Ouvi uma frase de um poeta da Pérsia Antiga. Ela diz que quando você acorda de manhã, você toca seu instrumento musical. E se o seu dia não tem a mesma música que você tocou, você precisa parar com o que está fazendo.

 

Logo depois de completar o programa de engenharia interior e ser iniciado no Shambhavi Mahamudra Kriya, um desejo por me aprofundar mais nas práticas de Yoga do Sadhguru surgiu em mim. Para minha sorte, um professor de Hatha Yoga formado pela Isha havia se mudado para São Paulo, minha cidade, nessa mesma época. Então consegui dar o passo que queria no momento.

 

Até ali já havia ouvido sobre o Sadhanapada, um programa residencial que ocorre no Isha Yoga Center, em Coimbatore, na Índia. Durante o programa os participantes seguem um horário já estabelecido, que contém uma rotina diária de Seva (que é como é chamado o trabalho voluntário feito no Ashram) e Sadhana (que são as práticas de Yoga que fazemos). O programa dura aproximadamente 7 meses, indo de julho a março e os participantes podem fazer os programas de meditação avançados que são oferecidos e também podem fazer os programas de Seva especiais que existem no Ashram. Existe todo um suporte dado aos participantes, para que possam se desenvolver ao máximo, não apenas em termos da energia que o Ashram tem, mas também, o time de voluntários que estrutura o programa oferece apoio em diversas maneiras. Ah, e o Sadhanapada é oferecido de graça, que é algo que minha mente ainda não consegue entender.


Uns dois meses depois de começar a fazer Hatha Yoga, em um dia em que me sentia extremamente quieto, uma vontade de viver um tempo no Ashram apareceu em mim.

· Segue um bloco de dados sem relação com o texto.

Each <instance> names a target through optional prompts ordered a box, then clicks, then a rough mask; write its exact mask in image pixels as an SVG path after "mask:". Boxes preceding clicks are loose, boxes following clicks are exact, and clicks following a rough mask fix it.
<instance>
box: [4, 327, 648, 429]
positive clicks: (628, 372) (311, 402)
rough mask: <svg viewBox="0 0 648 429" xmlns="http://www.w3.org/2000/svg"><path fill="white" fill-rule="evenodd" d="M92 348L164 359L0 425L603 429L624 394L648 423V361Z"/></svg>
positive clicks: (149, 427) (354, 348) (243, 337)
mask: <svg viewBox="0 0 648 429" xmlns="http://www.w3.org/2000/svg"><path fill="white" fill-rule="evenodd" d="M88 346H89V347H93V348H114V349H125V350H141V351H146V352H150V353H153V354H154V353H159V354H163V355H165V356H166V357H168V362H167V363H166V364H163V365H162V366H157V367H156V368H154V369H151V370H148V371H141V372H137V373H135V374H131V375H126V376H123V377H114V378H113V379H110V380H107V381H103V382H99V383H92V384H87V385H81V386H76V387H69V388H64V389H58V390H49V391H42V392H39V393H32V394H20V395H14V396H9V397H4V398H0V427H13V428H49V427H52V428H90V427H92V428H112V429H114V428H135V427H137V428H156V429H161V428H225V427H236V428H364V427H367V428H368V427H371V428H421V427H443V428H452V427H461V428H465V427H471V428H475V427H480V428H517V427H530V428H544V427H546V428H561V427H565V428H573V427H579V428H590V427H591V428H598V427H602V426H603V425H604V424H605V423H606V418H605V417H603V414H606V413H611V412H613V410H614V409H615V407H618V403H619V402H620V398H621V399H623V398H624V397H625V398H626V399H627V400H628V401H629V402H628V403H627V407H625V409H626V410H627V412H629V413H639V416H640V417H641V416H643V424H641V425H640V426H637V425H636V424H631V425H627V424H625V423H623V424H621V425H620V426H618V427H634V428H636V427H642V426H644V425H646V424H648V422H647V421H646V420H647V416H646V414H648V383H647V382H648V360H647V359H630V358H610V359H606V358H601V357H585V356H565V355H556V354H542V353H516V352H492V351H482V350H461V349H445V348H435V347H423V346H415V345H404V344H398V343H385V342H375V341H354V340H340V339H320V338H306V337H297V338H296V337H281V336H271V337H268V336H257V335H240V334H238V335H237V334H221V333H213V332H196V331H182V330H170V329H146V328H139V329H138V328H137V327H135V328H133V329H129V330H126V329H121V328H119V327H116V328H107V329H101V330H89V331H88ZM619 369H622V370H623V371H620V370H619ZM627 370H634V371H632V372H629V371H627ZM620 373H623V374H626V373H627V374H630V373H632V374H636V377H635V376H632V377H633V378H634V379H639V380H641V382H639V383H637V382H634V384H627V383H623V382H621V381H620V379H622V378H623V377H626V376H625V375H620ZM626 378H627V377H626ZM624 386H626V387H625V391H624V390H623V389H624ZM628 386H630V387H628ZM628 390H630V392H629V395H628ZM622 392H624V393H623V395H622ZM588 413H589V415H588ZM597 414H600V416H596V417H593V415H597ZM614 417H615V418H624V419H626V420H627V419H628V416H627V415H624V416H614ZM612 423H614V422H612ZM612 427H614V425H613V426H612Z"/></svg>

Dessa vez era uma vontade mais genuína, que eu não sabia bem o porquê estava lá e nem da onde vinha. Até então eu já havia considerado me mudar para o Ashram, mas em todas as ocasiões eu sabia que esse desejo vinha apenas de escapismo, vinha apenas da minha vontade de escapar dos meus problemas e não ter que lidar com a sensação de que minha vida não tinha a qualidade que eu queria naquele momento.

 



Para deixar mais claro, eu tinha uma vida da qual não posso reclamar, tudo era muito bom, eu vivia uma vida bem confortável. Minha família sempre me apoiou em tudo, tive uma excelente infância e sempre me dei bem com todos. Eu também tinha amigos excepcionais, que me deixavam impressionado a toda hora, e sempre soube que podia contar com eles para o que fosse necessário. Meu emprego era exatamente o que eu estava buscando quando fui contratado, a empresa tinha uma cultura que se alinhava comigo e por todo tempo em que estive lá, sempre apreciei demais a oportunidade de trabalhar nela. Mas então, o que havia de errado? Na superfície estava tudo lindo, nunca tive nenhum problema sério, nem de saúde física, nem mental, nada. Mas existia aquele cisco, aquela pergunta que parece que ninguém faz, aquela coceira que parece nunca ser coçada. É como quando você faz algo que sabe que vai ser ótimo, que vai te dar muito prazer e você curte e aproveita, mas logo que termina, vem aquela sensação desconfortável e a pergunta surge: “É só isso?”; “Será mesmo que a vida é só isso?”; “Que a vida só tem isso?” Parecia que, embora eu aproveitasse, curtisse e tivesse prazer, nada realmente me satisfazia, nada realmente me tocava por completo, que eu nunca me doei inteiramente em nada que fiz, que eu nunca havia olhado pros céus e dito: “Pode me levar embora agora, porque eu realmente vivi!”

 

Me inscrevi no Sadhanapada para ver no que dava, mas a seleção para pessoas de fora da Índia já havia acabado para aquele ano. Decidi fazer um Sadhanapada por conta própria e fiz meu horário nos dias da semana parecido com o horário que o programa coloca para os participantes. Com o tempo fui adicionando mais tempo de sadhana na minha rotina. Aprendi o Surya Kriya inicialmente, uns quatro meses depois, meu professor me disse para aprender a prática que chamam de Yogasanas (uma sequência de Asanas bem poderosa). Depois disso passei pela iniciação no Bhuta Shuddhi e por fim, já quase um ano após o Surya Kriya, aprendi o Angamardana.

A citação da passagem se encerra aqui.